The plethora of new deliveries dovetails with several of the airline's lease agreements which are due to expire. "Many of our 737-500s are coming off their leases and we aim to have retired all 17 of them by 1 April this year," García Gómez said. The airline's 18 737-200s have already been retired and redelivered in 2009 and 2010.
The replacement process has not been without its challenges, acknowledged García Gómez, who explained that in certain cases the airline had to negotiate early termination agreements with relevant lessors. Aerolineas views the collaboration of individual lessors as paramount to shaping the successful turnaround of the airline. "We are in the middle of the river, not on the other side yet," noted García Gómez, adding that he was keen to limit the number of lessors, in contrast with the seven firms involved in leasing the airline's 737 500s.
"We want to cooperate with lessors that understand the importance of timing and possess the ability to find technical solutions to returning aircraft, as well as being able to supply us with new aircraft," García Gómez said. 2012 will be a year of returning older aircraft and gradually introducing newer models, he noted.

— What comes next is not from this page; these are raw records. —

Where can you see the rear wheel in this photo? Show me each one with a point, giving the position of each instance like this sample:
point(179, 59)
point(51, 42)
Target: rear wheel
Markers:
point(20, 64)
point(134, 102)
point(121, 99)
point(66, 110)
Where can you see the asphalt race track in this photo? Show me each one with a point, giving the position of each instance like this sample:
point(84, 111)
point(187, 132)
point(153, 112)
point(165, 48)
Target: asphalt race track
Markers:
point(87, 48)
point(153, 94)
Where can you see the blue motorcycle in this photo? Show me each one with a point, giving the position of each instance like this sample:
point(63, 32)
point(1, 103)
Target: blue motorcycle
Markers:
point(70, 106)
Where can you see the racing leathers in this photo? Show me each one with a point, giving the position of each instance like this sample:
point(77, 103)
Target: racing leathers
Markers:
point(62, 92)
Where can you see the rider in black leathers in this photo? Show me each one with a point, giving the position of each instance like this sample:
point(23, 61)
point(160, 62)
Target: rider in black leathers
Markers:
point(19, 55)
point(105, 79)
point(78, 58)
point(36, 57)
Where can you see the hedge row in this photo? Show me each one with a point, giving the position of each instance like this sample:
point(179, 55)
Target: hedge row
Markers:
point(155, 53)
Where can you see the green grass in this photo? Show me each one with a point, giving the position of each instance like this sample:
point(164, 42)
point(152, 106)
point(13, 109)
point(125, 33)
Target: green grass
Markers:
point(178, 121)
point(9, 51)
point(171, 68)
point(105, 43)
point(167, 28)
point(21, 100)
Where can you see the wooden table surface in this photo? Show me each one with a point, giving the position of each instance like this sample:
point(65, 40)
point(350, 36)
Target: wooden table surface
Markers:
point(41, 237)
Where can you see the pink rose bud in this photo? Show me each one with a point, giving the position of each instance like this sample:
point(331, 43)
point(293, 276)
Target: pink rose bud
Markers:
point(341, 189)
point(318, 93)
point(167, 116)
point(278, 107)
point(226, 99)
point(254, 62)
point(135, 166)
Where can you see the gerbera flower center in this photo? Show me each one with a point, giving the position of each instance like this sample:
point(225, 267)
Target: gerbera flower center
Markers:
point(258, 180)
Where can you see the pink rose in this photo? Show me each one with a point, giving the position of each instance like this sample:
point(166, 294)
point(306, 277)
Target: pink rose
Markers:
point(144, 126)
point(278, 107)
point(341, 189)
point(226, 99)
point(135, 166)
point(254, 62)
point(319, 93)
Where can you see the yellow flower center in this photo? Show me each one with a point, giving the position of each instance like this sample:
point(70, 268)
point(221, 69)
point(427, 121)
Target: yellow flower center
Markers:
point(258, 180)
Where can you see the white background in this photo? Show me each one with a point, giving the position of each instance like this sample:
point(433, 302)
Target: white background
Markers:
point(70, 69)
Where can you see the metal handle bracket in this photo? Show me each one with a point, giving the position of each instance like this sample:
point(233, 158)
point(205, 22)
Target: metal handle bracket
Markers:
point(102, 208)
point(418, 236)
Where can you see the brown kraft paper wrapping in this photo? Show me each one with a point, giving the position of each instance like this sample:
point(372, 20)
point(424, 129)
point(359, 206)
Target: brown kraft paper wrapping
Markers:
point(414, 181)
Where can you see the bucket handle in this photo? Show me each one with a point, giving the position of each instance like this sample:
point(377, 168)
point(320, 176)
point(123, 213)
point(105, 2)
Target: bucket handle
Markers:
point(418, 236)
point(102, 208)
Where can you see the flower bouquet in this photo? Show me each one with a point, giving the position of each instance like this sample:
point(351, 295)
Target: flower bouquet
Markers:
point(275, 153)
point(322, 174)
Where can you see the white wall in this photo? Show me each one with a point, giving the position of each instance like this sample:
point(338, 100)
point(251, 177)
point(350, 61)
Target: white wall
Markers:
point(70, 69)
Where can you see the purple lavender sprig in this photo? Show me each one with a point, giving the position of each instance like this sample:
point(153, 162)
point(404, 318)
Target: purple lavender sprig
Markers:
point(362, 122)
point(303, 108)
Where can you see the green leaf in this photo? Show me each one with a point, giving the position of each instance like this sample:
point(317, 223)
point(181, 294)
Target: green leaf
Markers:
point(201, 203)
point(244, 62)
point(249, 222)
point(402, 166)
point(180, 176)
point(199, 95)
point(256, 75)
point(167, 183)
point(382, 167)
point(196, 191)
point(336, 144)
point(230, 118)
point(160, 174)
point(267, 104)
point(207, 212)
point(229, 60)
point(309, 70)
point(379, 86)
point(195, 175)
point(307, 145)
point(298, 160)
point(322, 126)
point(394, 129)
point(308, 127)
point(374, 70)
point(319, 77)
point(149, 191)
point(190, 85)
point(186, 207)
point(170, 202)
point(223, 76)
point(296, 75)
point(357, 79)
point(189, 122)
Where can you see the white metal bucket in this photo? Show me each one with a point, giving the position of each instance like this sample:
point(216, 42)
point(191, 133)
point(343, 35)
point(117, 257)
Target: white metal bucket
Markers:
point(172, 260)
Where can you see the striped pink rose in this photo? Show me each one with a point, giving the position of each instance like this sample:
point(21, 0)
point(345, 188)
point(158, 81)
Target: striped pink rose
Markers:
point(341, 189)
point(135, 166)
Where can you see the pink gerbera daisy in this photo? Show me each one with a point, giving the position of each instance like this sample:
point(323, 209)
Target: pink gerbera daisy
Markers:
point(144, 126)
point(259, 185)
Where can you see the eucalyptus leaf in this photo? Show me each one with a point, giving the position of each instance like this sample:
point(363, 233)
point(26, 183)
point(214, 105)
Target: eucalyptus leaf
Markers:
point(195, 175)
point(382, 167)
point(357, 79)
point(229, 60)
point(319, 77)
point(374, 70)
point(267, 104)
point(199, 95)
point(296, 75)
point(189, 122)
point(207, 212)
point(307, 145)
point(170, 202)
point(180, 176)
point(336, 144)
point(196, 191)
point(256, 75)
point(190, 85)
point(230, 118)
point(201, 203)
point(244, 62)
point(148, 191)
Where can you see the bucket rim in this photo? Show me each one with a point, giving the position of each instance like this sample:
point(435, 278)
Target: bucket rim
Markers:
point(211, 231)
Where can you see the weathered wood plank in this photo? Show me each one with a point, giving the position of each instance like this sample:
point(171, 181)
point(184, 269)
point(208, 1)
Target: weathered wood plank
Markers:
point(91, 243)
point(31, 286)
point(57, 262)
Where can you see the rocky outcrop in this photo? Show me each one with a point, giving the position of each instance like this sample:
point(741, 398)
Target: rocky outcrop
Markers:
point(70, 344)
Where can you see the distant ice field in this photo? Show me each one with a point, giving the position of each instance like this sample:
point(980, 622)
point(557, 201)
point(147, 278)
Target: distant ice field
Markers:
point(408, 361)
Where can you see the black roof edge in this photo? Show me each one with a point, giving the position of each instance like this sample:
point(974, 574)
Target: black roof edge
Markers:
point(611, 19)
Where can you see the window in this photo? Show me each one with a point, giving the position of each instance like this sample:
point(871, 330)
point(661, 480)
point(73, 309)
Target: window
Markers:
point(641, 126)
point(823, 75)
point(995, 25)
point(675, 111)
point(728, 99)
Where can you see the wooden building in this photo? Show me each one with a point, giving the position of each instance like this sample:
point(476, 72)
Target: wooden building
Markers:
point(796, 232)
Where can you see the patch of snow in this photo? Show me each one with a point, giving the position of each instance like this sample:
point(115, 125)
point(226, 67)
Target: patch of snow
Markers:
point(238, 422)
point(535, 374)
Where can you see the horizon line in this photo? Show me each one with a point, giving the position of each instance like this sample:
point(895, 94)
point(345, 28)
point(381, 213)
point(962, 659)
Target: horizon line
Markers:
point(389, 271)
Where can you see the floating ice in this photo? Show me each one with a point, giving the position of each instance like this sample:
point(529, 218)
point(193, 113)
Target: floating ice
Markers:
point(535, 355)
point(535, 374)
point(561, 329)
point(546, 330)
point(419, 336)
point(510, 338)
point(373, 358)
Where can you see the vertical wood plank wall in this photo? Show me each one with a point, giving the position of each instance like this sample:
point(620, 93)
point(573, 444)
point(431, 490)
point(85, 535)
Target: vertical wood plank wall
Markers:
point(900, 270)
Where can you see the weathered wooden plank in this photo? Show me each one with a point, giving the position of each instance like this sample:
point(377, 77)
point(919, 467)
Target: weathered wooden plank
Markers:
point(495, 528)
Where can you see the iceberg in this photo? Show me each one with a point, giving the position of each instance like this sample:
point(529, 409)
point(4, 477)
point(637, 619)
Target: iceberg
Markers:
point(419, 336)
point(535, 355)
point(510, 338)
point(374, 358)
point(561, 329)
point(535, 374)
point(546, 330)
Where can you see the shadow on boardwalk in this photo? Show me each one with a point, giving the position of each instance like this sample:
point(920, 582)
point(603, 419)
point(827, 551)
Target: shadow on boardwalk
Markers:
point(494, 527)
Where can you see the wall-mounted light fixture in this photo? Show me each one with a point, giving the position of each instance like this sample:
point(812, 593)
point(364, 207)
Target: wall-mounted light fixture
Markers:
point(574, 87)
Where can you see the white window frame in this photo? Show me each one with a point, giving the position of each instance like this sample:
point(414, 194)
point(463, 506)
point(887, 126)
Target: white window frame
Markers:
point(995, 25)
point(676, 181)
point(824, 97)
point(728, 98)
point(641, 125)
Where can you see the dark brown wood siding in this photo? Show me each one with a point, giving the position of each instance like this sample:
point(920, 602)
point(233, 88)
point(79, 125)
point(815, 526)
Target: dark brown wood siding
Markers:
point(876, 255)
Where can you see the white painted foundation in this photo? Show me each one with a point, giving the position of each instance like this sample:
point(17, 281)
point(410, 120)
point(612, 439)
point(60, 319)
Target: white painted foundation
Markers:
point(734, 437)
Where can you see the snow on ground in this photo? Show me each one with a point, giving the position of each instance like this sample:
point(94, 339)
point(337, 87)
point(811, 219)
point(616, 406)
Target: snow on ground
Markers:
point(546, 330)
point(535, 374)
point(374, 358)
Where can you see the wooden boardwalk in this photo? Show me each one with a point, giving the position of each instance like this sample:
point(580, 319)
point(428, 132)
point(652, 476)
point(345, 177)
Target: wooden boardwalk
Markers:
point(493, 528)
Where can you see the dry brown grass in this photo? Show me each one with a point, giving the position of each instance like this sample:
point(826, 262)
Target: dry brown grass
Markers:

The 20 fully-owned Embraer E-190s operated by Austral Lineas Aireas, the domestic carrier of the Aerolineas Argentinas Group, have ensured the airline is on track with its plans to replace its ageing Boeing MD-80 aircraft. Nine of the Brazilian jets were purchased in 2010 and 11 last year through a 12-year export credit financing agreement with Brazilian state bank BNDES. Initially the aircraft will be deployed on domestic routes, before gradually being integrated on routes to neighbouring countries, García Gómez said.
Aerolineas aims to have withdrawn all 25 of its MD-80s by 1 April. Similar to the 737 500s, many of the leases are due expire in 2012, according to García Gómez. "We retired seven of them last year and are currently in discussions with a number of the lessors involved to return a further seven," he said.
The airline has already received interest for some of the 11 MD-80s it owns outright, García Gómez explained, "either in the aircraft itself or parts of the aircraft". The group will be "considering alternatives over the next few months," he said.
The airline's renewed objectives centre on the commonality, efficiency and modernity of its fleet, which currently fly across Europe, North America, New Zealand, Australia and Latin America. It is understood to be in the process of considering restarting flights from New York John F Kennedy and Charles de Gaulle airports.